Nice preso. Looks good to me, don't see any problems.

Minor typo on #13 "a 16 kW range*s*".


----------



## HugoStiglitz (Apr 11, 2011)

rexowner said:


> Nice preso. Looks good to me, don't see any problems.
> 
> Minor typo on #13 "a 16 kW range*s*".


Yes, a couple typos/grammatical errors but overall very thought provoking and informative slides!


----------



## Dennis Alwon (May 9, 2009)

HugoStiglitz said:


> Yes, a couple typos/grammatical errors but overall very thought provoking and informative slides!


Good, I hadn't had a chance to scrutinize it. I can deal with a few typo's but I think the questions are pretty sound. Thanks for viewing it.


----------



## Bama (Dec 17, 2010)

That's some pretty cool stuff. Wish you'd done this about 2 months ago when I was neck deep in NEC...:thumbup1: Very helpful to newbies that actually give a chit about the code.


----------



## electricalwiz (Mar 12, 2011)

it looks good, it looks like jim lewis exam prep questions


----------



## brian john (Mar 11, 2007)

All those letters and numbers confuse me, got any with pictures?


----------



## electricalwiz (Mar 12, 2011)

Dennis, 

In question 18 why didnt you multiply by 140% (430.32 c)(page 320 NEC 2011) which is the maximum?


----------



## Dennis Alwon (May 9, 2009)

electricalwiz said:


> it looks good, it looks like jim lewis exam prep questions


Well I did use some other exam prep materials. A few were mine.


----------



## Dennis Alwon (May 9, 2009)

electricalwiz said:


> Dennis,
> 
> In question 18 why didnt you multiply by 140% (430.32 c)(page 320 NEC 2011) which is the maximum?

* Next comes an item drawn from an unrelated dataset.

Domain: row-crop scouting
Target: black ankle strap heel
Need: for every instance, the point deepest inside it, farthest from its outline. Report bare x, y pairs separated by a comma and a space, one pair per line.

That's a good question but exams answers are usually based on the rule rather than the exception. 430.32(C) is only when the overload device in (A)(1) is not sufficient. Thus to say the max is 140% is not really correct either as it is only if the overload isn't sufficient. We don't know that it is not sufficient til we try so 125% must be used.


----------